# Understanding Transformers 

We will follow along with the tutorial by Andrej karpathy to understand the transformer architecture and create an LLM on the Shakespeare dataset "https://raw.githubusercontent.com/karpathy/char-rnn/master/data/tinyshakespeare/input.txt"

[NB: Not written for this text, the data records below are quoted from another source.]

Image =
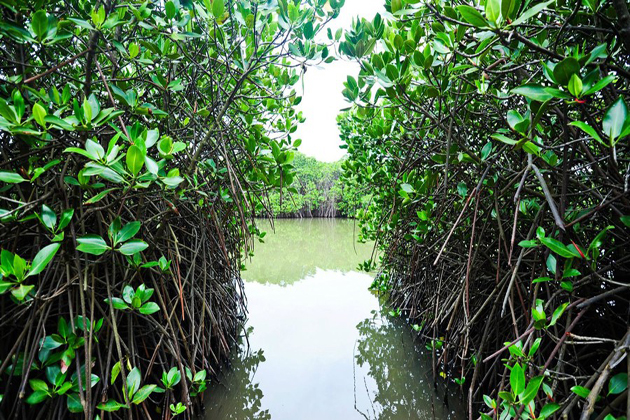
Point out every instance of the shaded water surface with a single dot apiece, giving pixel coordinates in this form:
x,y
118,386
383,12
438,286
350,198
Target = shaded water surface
x,y
319,346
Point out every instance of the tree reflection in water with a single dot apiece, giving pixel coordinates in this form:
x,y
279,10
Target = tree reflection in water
x,y
236,395
393,374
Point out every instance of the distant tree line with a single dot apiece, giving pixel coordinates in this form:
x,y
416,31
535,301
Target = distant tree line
x,y
316,191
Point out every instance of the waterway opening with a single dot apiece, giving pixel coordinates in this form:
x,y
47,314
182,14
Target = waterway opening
x,y
319,344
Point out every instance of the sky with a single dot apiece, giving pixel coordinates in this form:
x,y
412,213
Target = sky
x,y
322,98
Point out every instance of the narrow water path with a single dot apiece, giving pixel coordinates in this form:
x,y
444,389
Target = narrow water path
x,y
320,345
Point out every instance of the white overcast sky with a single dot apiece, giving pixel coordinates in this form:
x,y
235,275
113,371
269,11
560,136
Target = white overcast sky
x,y
322,98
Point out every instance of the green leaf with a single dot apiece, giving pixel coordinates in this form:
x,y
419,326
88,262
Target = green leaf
x,y
110,405
615,119
43,258
10,177
575,86
135,160
65,218
39,24
171,9
528,244
38,385
218,8
618,384
133,246
531,12
472,16
503,139
493,10
134,50
565,69
533,92
557,247
588,130
92,244
39,113
485,152
82,23
600,85
396,5
580,391
517,379
144,392
149,308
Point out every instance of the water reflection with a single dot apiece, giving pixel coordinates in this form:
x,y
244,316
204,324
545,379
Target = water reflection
x,y
399,373
321,348
301,246
239,391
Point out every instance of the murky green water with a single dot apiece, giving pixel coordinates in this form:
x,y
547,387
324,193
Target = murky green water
x,y
319,346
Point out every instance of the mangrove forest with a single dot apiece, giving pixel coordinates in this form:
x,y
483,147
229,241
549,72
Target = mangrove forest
x,y
170,249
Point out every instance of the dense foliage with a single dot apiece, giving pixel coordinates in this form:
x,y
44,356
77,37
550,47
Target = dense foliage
x,y
316,191
138,141
494,136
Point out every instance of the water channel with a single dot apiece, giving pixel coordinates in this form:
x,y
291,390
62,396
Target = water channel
x,y
321,346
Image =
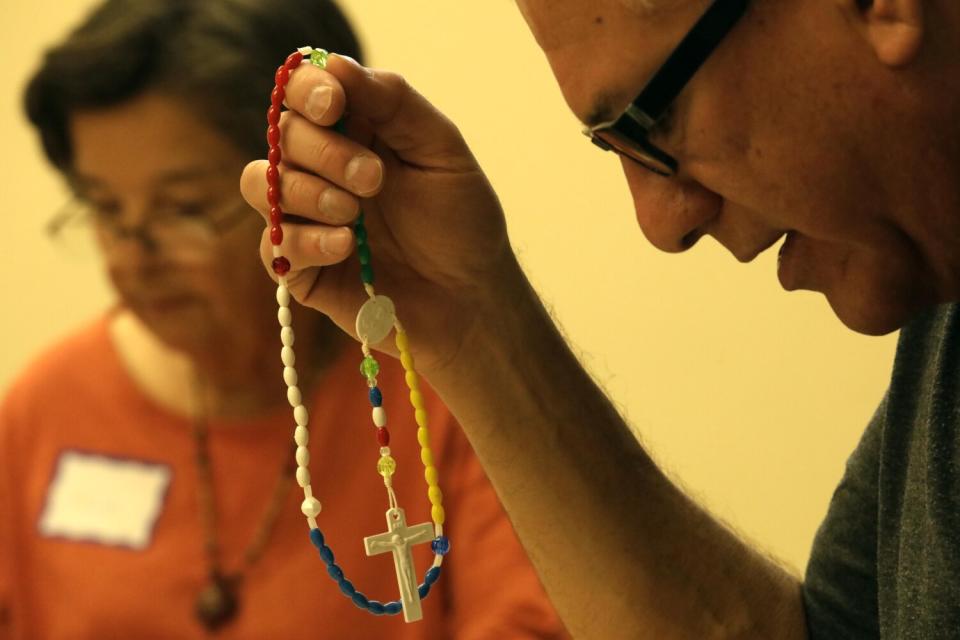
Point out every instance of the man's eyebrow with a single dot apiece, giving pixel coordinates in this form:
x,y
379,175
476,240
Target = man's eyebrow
x,y
601,111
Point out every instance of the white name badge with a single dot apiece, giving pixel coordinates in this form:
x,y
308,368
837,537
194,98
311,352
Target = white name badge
x,y
112,501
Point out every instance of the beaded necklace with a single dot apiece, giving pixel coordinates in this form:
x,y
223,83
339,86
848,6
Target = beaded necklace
x,y
219,601
375,320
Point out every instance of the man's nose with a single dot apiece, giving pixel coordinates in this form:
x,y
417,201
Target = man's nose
x,y
673,212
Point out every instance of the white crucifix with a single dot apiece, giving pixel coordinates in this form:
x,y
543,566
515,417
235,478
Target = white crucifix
x,y
399,539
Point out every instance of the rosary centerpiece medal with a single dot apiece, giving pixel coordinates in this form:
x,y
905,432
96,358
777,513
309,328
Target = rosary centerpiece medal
x,y
375,321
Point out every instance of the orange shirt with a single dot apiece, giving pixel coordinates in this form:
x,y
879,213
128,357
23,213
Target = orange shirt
x,y
78,397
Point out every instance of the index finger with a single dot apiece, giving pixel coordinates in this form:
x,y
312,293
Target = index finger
x,y
400,117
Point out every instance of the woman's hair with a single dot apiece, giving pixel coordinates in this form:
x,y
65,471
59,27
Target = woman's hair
x,y
217,56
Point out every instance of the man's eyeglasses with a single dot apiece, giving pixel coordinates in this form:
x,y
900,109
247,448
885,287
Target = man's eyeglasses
x,y
628,134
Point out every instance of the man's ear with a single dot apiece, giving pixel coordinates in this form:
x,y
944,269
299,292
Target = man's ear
x,y
892,28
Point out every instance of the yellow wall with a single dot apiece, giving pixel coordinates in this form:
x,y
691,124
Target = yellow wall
x,y
752,397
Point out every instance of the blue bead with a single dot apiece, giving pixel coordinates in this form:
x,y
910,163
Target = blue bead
x,y
440,545
327,554
360,600
335,572
347,587
393,608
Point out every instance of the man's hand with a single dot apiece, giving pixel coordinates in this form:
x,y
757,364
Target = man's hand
x,y
436,229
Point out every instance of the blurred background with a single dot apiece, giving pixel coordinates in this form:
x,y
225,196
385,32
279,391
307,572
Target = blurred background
x,y
751,398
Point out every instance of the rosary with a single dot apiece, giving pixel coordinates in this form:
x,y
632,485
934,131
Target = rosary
x,y
377,317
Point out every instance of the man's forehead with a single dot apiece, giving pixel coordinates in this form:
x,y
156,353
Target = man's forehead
x,y
602,52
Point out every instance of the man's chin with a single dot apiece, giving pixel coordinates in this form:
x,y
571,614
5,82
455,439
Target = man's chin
x,y
876,317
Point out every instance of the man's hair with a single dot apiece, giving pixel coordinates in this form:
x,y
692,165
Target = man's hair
x,y
217,56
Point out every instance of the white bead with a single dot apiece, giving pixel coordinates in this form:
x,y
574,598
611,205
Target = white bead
x,y
303,476
283,296
300,415
301,436
303,456
375,319
310,507
294,396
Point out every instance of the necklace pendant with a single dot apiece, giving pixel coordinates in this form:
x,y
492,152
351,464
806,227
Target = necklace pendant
x,y
217,604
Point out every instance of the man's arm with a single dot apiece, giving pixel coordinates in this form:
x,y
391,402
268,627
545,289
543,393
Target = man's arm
x,y
621,551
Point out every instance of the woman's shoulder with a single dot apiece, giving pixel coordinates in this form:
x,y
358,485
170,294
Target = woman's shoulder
x,y
82,357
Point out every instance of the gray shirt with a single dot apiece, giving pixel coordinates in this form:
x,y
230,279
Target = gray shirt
x,y
886,560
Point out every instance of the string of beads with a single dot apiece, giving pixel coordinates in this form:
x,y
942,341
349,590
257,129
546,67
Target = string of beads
x,y
374,322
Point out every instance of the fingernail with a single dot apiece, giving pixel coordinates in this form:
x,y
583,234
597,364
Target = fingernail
x,y
335,242
337,205
363,174
318,102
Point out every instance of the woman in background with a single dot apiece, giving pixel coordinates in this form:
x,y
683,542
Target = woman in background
x,y
146,482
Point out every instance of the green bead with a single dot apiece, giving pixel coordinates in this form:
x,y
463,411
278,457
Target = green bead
x,y
369,367
318,58
386,466
363,251
360,232
366,274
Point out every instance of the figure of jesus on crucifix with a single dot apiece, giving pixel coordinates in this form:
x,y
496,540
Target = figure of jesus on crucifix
x,y
399,539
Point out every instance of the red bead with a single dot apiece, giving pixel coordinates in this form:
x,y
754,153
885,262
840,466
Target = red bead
x,y
273,135
273,176
294,59
277,96
282,75
276,235
273,115
281,266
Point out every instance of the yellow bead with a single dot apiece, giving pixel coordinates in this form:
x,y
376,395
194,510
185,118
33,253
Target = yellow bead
x,y
423,437
426,456
421,417
386,466
413,380
416,399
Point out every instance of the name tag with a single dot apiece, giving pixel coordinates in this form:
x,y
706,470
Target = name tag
x,y
111,501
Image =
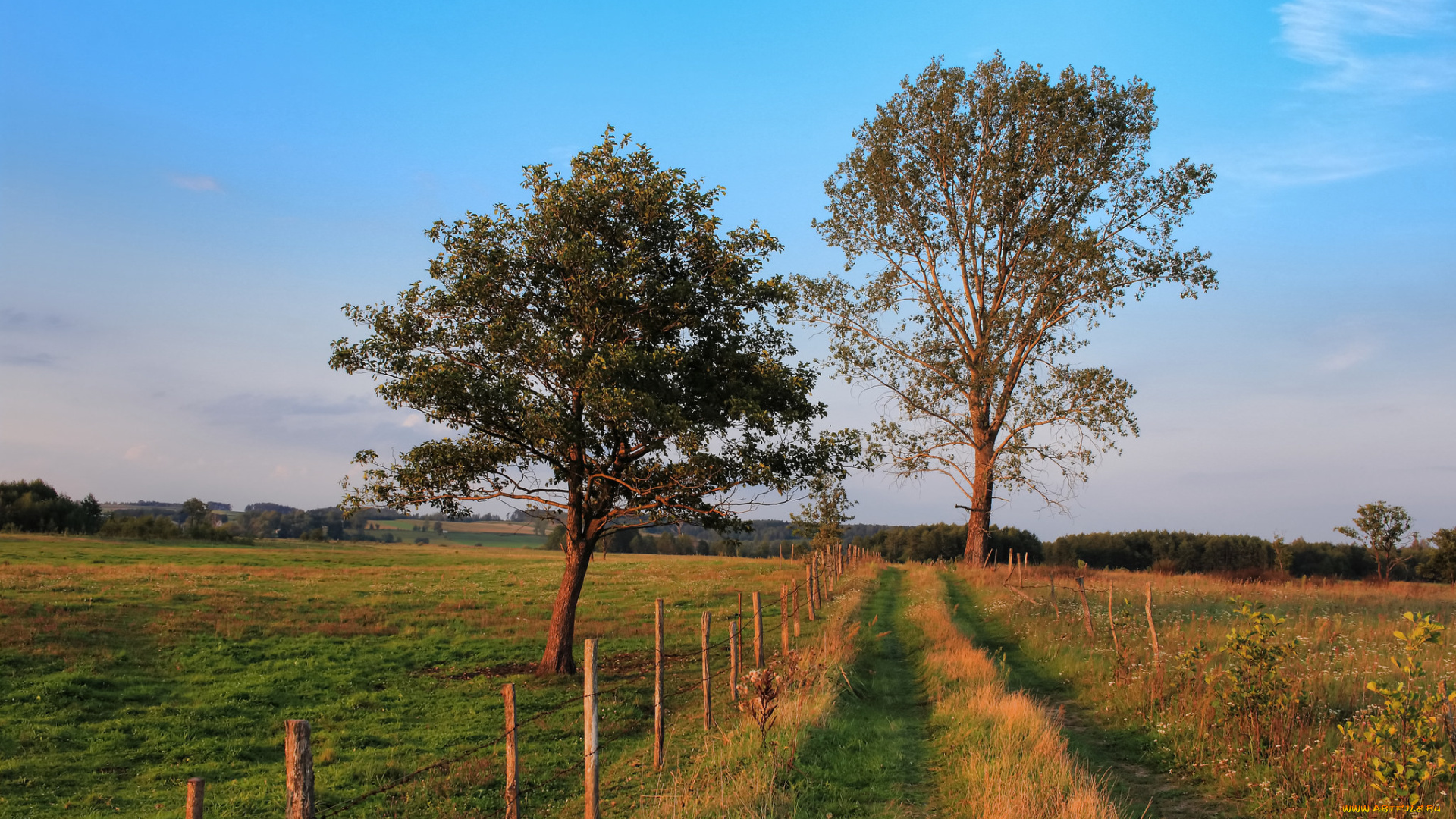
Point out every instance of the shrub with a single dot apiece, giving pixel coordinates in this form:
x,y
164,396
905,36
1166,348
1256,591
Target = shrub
x,y
1408,733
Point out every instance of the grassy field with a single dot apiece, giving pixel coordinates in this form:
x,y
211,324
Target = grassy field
x,y
1199,725
128,668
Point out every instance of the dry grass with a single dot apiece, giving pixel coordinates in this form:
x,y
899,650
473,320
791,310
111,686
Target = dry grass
x,y
1002,755
736,773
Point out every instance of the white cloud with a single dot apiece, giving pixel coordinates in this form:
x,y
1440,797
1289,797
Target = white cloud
x,y
1327,158
1347,356
200,184
1373,46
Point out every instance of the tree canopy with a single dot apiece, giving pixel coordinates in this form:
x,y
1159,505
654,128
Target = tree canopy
x,y
1006,212
1381,528
604,353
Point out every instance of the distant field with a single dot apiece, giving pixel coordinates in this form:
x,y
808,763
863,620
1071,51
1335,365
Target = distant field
x,y
1190,714
128,668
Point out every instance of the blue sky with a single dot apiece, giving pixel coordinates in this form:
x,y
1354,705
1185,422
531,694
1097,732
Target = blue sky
x,y
188,193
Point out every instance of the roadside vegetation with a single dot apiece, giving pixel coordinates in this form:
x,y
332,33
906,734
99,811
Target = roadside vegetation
x,y
1276,698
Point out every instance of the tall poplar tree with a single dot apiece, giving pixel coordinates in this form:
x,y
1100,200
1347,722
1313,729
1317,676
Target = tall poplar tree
x,y
1005,213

1. We will use the Pytorch library
2. We only work with chunks of the data at a time (batch training). The max length is suaully called block size or cntext length


In [1]:
# Open the file to inspect the data 
with open("input.txt", "r", encoding = "utf-8") as f:
    text = f.read()
    

In [2]:
print(len(text))
print(text[:1000])

1115394
First Citizen:
Before we proceed any further, hear me speak.

All:
Speak, speak.

First Citizen:
You are all resolved rather to die than to famish?

All:
Resolved. resolved.

First Citizen:
First, you know Caius Marcius is chief enemy to the people.

All:
We know't, we know't.

First Citizen:
Let us kill him, and we'll have corn at our own price.
Is't a verdict?

All:
No more talking on't; let it be done: away, away!

Second Citizen:
One word, good citizens.

First Citizen:
We are accounted poor citizens, the patricians good.
What authority surfeits on would relieve us: if they
would yield us but the superfluity, while it were
wholesome, we might guess they relieved us humanely;
but they think we are too dear: the leanness that
afflicts us, the object of our misery, is as an
inventory to particularise their abundance; our
sufferance is a gain to them Let us revenge this with
our pikes, ere we become rakes: for the gods know I
speak this in hunger for bread, not in thirst for re

### 1. Tokenize and Encode

In [3]:
#Create a sorted list of all the unique characters in the input "text"
chars = sorted(list(set(text)))

#Vocab size is the total length of the unique tokens or characters (in this case)
vocab_size = len(chars)

print("".join(chars))
print(vocab_size ) #65


 !$&',-.3:;?ABCDEFGHIJKLMNOPQRSTUVWXYZabcdefghijklmnopqrstuvwxyz
65


In [4]:
# Create an enocder and decoder for character level tokenizer 
#(OpenAI has atiktoken library and google has sentencepiece library for tokenizing)

#Convert char to int dict (encode)
stoi = {ch:i for i, ch in enumerate(chars)}

#Convert int to char dict (encode)
itos = {i:ch for i, ch in enumerate(chars)}


encode = lambda s : [stoi[i] for i in s]
decode = lambda l : "".join([itos[i] for i in l])

print(encode("What's up?"))

[35, 46, 39, 58, 5, 57, 1, 59, 54, 12]


In [5]:
# Import the Pytorch Library, encode the dataset and save it in the form of a tensor
import torch


data = torch.tensor(encode(text), dtype = torch.long) #saves the data in the form of a 1D tensor

data.shape #torch.Size([1115394])



torch.Size([1115394])

### 2. Train test Split

In [6]:
# Set aside the last 10% of the data as the validation data and the remaining would be the train data. 
#We do not want memorization of this data, but rather Shakepeare like text

n = int(0.9*len(data))
train_data = data[:n]
val_data = data[n:]

### 3. Create Batches of Data

In [7]:
# We only work with chunks of the data at a time (batch training). The max length is suaully called block size or cntext length
block_size = 8
train_data[: block_size + 1] 

tensor([18, 47, 56, 57, 58,  1, 15, 47, 58])

In [8]:
#When we sample the chunk of data,they have mutliple samples packed into it.
#In a chunk of 9 chars, 8 individual examples are packed inside 
#This enables the model to make predictions when the input is as little as one character up to when the input size is equal to block_size 

x = train_data[:block_size ]
y = train_data[1:block_size + 1] # y is off-set by one, because the transformer predicts the next token

for t in range(block_size):
    context = x[: t+1]
    target = y[t]
    print(f"When input is {context}, the target {target}.")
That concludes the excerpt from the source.